There's a revolution underway in data science to effectively manage and derive value from the growing amount of data being generated in our world. We've been driving cars, using phones, and manufacturing product for decades. But now we have mobile phones pinging cell towers everywhere we go, sensors in industrial systems recording information every second, and our cars reporting data back to manufacturers via telematics. This modern Internet of Things (IoT) landscape is creating new sources of big data.
Marketing has certainly embraced and put millions into it, but Big Data is real and its value is not fully recognizable in its raw form. Once properly organized and managed, this raw data (potential value) can be used to provide vastly different insight into behaviors, trends, and exceptions (actual value).
The big data landscape is complicated, and changing quickly. The patterns and best practices for making sense of and deriving value from big data as part of a larger enterprise data strategy are in flux. One quickly evolving area is how to identify, organize, and manage the master data that is embedded inside of most big data sets. Understanding the interplay between master data and big data, and how to marry your big data with other enterprise data sources is key to converting it into a valuable information asset.
"Things" vs. "Activities"
At its simplest level, any question aimed at insight is some permutation of the generic question, "Which things are doing what activity?" For example:
- Which customers are buying?
- Which products are selling?
- Which oil wells are producing?
- Which clients are happy?
- Which pipelines are leaking?
To answer these questions, you have to first solve two interrelated problems. The first is to effectively comprehend and manage your understanding of things. Things include people, objects, places, businesses, etc. – in essence, your master data. The second is to capture and organize the activities of things so that insights can be derived. Activities can range from traditional sales transactions, the Internet of Things, social media posts, etc.
In the big data world, things and activities are often intermingled. The challenge is determining how to separate these two concepts, bring them under proper management, and then marry them back together.
“I’m OK, You’re OK”…The key difference between things and activities
There is one major difference between things and activities. While the number of things we need to understand and manage is significant and growing, it isn't growing at nearly the pace of activities. In fact, they are vastly different in terms of both growth and volume.
To illustrate this, we'll approximate the growth of Things (Master Data) and Activities (Big Data). We'll approximate the growth of things in the world using the growth of the world population from 2010 to 2020 (projected). We'll approximate the number of activities in the world with the estimated growth of global data storage over that same time period.
Getting a good understanding of things is not a "big data" problem. It is a data complexity problem –
something that modern MDM platforms are well suited to help solve. Analyzing activities, on the other hand, is your potential big data problem.
“Tying the knot” (two together)
Long before the "Big Data" and "Master Data" terms were coined, there were many evolutions in technology focused on gaining insight from data. These include early reporting solutions, more formalized decision support systems, the data warehouse, and more recently business intelligence solutions.

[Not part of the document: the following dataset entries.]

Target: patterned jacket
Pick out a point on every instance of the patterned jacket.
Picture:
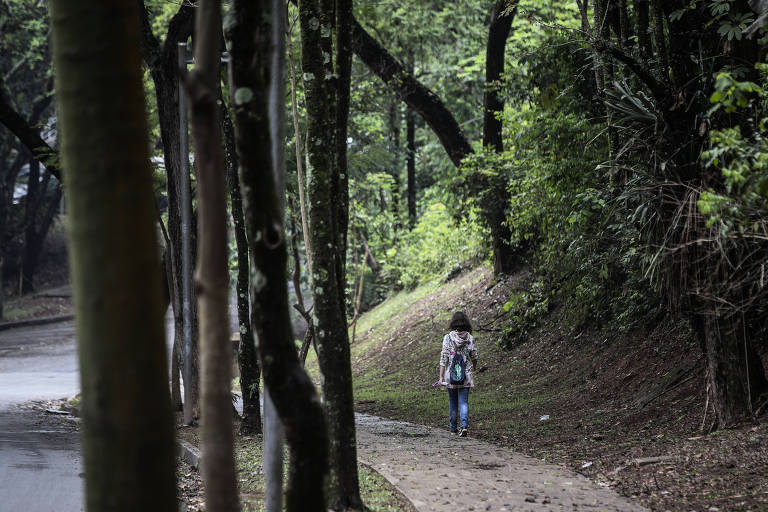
(459, 342)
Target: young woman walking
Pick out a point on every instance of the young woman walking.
(459, 356)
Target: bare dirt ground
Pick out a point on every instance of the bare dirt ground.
(440, 471)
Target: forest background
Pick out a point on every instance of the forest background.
(615, 147)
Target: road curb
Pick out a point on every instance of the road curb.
(36, 321)
(188, 453)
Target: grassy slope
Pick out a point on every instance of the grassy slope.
(599, 389)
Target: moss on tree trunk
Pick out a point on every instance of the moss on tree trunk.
(126, 406)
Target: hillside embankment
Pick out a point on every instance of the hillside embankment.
(626, 409)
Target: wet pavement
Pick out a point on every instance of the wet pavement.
(39, 460)
(439, 471)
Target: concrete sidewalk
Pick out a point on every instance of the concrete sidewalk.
(438, 471)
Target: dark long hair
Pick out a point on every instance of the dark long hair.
(460, 322)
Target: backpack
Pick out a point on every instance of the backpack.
(457, 369)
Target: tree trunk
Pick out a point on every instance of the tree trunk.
(126, 407)
(643, 37)
(30, 258)
(394, 149)
(498, 32)
(410, 164)
(327, 107)
(495, 208)
(659, 38)
(291, 389)
(248, 360)
(212, 272)
(735, 373)
(163, 66)
(422, 100)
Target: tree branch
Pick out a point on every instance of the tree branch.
(412, 92)
(25, 132)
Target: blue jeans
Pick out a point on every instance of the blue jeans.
(458, 401)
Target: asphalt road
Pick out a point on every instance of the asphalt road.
(39, 457)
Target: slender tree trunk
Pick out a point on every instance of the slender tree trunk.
(291, 389)
(394, 149)
(410, 165)
(212, 273)
(248, 360)
(125, 404)
(299, 163)
(659, 38)
(162, 61)
(30, 247)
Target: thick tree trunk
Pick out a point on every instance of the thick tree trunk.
(126, 407)
(248, 359)
(735, 373)
(291, 389)
(212, 272)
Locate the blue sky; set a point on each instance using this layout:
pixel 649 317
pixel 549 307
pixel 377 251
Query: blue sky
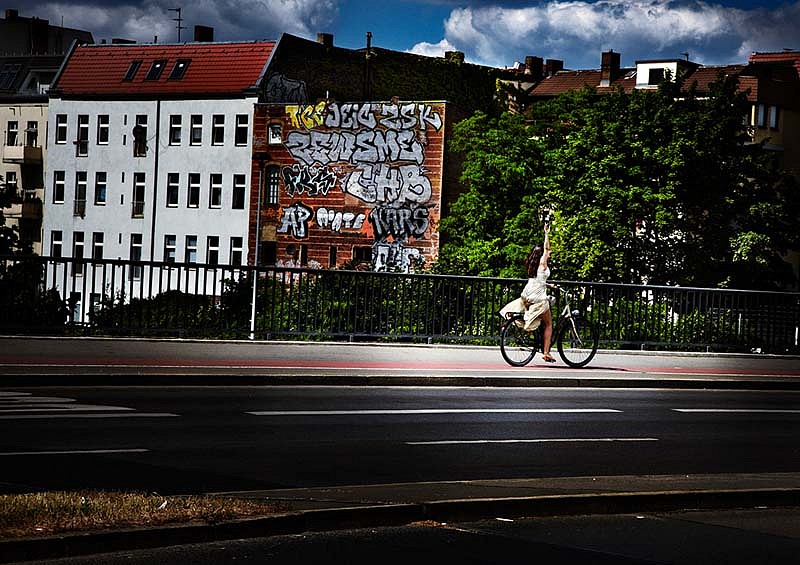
pixel 497 33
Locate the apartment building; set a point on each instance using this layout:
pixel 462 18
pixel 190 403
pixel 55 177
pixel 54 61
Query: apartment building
pixel 149 155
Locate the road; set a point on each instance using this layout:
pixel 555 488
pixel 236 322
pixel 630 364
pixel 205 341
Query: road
pixel 211 439
pixel 744 537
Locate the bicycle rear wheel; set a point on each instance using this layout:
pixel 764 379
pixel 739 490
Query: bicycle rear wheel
pixel 577 341
pixel 517 346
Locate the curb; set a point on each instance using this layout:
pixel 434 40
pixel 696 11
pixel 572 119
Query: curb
pixel 71 545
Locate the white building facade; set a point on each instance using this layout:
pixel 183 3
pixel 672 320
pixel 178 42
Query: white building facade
pixel 147 176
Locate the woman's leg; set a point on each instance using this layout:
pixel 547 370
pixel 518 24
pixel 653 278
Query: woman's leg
pixel 547 330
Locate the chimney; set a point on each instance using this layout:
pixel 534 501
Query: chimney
pixel 609 68
pixel 534 66
pixel 456 57
pixel 203 34
pixel 552 66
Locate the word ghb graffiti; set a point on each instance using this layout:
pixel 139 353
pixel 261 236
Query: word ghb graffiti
pixel 374 152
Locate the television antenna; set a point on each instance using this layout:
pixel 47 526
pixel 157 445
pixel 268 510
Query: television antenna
pixel 179 21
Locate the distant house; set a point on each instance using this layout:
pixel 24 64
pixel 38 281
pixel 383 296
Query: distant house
pixel 31 53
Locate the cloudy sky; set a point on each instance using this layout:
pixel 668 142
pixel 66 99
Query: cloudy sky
pixel 497 33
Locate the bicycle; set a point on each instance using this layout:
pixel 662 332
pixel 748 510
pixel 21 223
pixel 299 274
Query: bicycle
pixel 576 337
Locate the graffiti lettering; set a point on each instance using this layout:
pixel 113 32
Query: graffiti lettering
pixel 366 146
pixel 384 184
pixel 308 117
pixel 313 181
pixel 400 223
pixel 295 220
pixel 393 255
pixel 337 220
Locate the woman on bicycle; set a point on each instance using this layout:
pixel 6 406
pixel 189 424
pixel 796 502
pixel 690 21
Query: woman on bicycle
pixel 534 301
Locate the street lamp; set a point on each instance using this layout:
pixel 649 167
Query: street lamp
pixel 261 157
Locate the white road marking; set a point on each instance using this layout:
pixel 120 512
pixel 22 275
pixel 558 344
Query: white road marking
pixel 536 440
pixel 89 415
pixel 737 410
pixel 75 452
pixel 433 411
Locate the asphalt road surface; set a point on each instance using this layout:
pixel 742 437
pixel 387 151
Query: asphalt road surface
pixel 211 439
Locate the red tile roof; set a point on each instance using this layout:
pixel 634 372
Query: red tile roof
pixel 214 69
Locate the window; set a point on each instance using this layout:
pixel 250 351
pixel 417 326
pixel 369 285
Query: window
pixel 761 115
pixel 273 185
pixel 97 245
pixel 102 129
pixel 196 130
pixel 238 192
pixel 140 136
pixel 77 253
pixel 215 191
pixel 82 143
pixel 100 183
pixel 274 134
pixel 212 250
pixel 773 117
pixel 655 76
pixel 136 255
pixel 12 133
pixel 79 208
pixel 241 129
pixel 61 128
pixel 194 191
pixel 191 249
pixel 236 251
pixel 155 70
pixel 217 129
pixel 58 187
pixel 179 69
pixel 362 254
pixel 32 134
pixel 175 130
pixel 137 205
pixel 173 188
pixel 11 180
pixel 170 243
pixel 132 70
pixel 55 243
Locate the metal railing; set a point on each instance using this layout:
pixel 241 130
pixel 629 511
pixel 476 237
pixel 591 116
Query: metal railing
pixel 113 297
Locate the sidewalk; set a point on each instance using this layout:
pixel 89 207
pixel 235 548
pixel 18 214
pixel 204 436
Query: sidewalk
pixel 376 506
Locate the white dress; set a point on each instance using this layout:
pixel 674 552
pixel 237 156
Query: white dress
pixel 533 301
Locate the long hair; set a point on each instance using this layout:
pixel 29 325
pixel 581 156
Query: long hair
pixel 532 263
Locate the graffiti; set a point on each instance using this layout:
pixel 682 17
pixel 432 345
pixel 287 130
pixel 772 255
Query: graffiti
pixel 308 117
pixel 386 256
pixel 337 220
pixel 367 146
pixel 295 220
pixel 280 88
pixel 383 184
pixel 299 179
pixel 400 223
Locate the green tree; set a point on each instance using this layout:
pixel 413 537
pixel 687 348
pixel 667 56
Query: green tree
pixel 655 186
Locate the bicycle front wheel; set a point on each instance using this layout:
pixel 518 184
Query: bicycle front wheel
pixel 517 346
pixel 577 341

Today’s challenge is how to deal with the sheer volume of data, both structured and unstructured, and the complexity of connecting the dots between them. Sources of data have expanded beyond a traditionally small number of tightly controlled enterprise applications. They now include an increasing number of third party data sources: external lists, data services, social media, etc. Onboarding large amounts of data from disparate data sources is where big data platforms shine.
Embedded in each data set are things (master data) representing customers, product, places, and locations as well as activities (big data) depicting purchases, "likes", comments, and documents. Understanding this distinction is the first step towards leveraging these two complementary technologies as a part of larger enterprise data strategy.